The Qualities of Fused Lines
Fused lines are very slick and thin for their strength. They have almost no stretch and don't break down when exposed to sunlight like some lines do. It's more abrasive resistant than monofilament lines but not as resistant to abrasion as braids. It's a little stiff when new but quickly becomes very limp with use.
For line watchers, fused lines are very good. They often come in bright colors that you can see and watch for bites. Although there are some colors that blend in with the water, fused lines are much more visible than some other kinds of line. Line-shy fish may avoid them and become very difficult to catch.
Like braids, fused lines have properties that can cause problems. They're very tough and thin and will cut your hand if you pull on them. And they'll slip on the reel spool because they're slick. Always use a backing of monofilament line under fused lines, or tape the line to the reel spool with black electricians tape after tying it on. Both methods will keep it from slipping on the spool.
The cost of fused lines has come down as they become more popular and are made by more companies. Fused lines cost a little more than monofilament lines but last much longer. They can be cost effective since you don't have to replace them as often.
Fused lines are so slick the knot can slip on them. Add extra wraps when tying an Improved Clinch knot or a Trilene knot.
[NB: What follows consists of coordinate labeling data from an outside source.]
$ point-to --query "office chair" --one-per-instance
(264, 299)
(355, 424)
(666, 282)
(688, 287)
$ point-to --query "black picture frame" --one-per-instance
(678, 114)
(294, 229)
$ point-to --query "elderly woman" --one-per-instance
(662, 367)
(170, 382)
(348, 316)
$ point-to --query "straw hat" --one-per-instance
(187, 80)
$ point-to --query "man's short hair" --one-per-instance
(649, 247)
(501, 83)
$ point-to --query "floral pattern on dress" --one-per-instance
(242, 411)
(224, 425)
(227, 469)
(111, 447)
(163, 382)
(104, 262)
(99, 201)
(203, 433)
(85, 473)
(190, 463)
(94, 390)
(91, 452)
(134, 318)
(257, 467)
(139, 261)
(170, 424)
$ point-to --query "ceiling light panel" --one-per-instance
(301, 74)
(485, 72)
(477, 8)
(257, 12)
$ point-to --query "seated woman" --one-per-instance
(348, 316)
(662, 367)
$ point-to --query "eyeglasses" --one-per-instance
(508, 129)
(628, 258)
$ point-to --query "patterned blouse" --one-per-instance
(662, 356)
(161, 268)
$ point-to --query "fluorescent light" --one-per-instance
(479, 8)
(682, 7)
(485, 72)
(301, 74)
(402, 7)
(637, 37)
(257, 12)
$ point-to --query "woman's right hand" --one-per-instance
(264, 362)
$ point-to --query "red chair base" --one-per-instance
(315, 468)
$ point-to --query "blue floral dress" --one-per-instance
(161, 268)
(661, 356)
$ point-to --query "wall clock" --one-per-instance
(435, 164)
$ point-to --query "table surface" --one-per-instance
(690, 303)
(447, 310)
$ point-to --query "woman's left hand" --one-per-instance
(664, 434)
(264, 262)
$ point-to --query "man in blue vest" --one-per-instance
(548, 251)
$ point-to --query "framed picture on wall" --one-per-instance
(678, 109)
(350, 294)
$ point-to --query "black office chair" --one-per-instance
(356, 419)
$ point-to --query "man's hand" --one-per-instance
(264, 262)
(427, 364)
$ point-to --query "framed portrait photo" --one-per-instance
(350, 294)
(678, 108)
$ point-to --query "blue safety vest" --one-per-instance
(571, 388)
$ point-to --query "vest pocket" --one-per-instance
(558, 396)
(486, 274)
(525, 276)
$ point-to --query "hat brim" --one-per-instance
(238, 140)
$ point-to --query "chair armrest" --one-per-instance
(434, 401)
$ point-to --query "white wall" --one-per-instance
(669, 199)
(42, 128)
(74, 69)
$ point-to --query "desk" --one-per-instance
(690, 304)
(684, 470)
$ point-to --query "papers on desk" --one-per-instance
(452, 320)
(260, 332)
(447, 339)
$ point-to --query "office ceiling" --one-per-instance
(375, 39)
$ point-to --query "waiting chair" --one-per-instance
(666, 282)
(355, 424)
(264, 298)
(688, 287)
Palomar knots seem to work well with fused lines. Add a drop of super glue to the knot to make sure it holds without slipping. (See Chapter 8 for more about these knots.)
Applications for Fused Lines
Fused line is thin and flexible enough to work well on spinning reels that handle light baits better. The thin diameter and strength of fused line makes it good for fishing around vegetation because it will cut right through stems of lily pads and other plants and help you land the fish without balling them up in the grass or abrading the line.
And fused lines hold up well when rubbing against wood. This makes it very good for skipping baits under boat docks. Choose a fused line when you need a slick, strong line that doesn't have much stretch. Use it when fish are not line-shy since they can see it, and for fishing very light lures because it's so limp.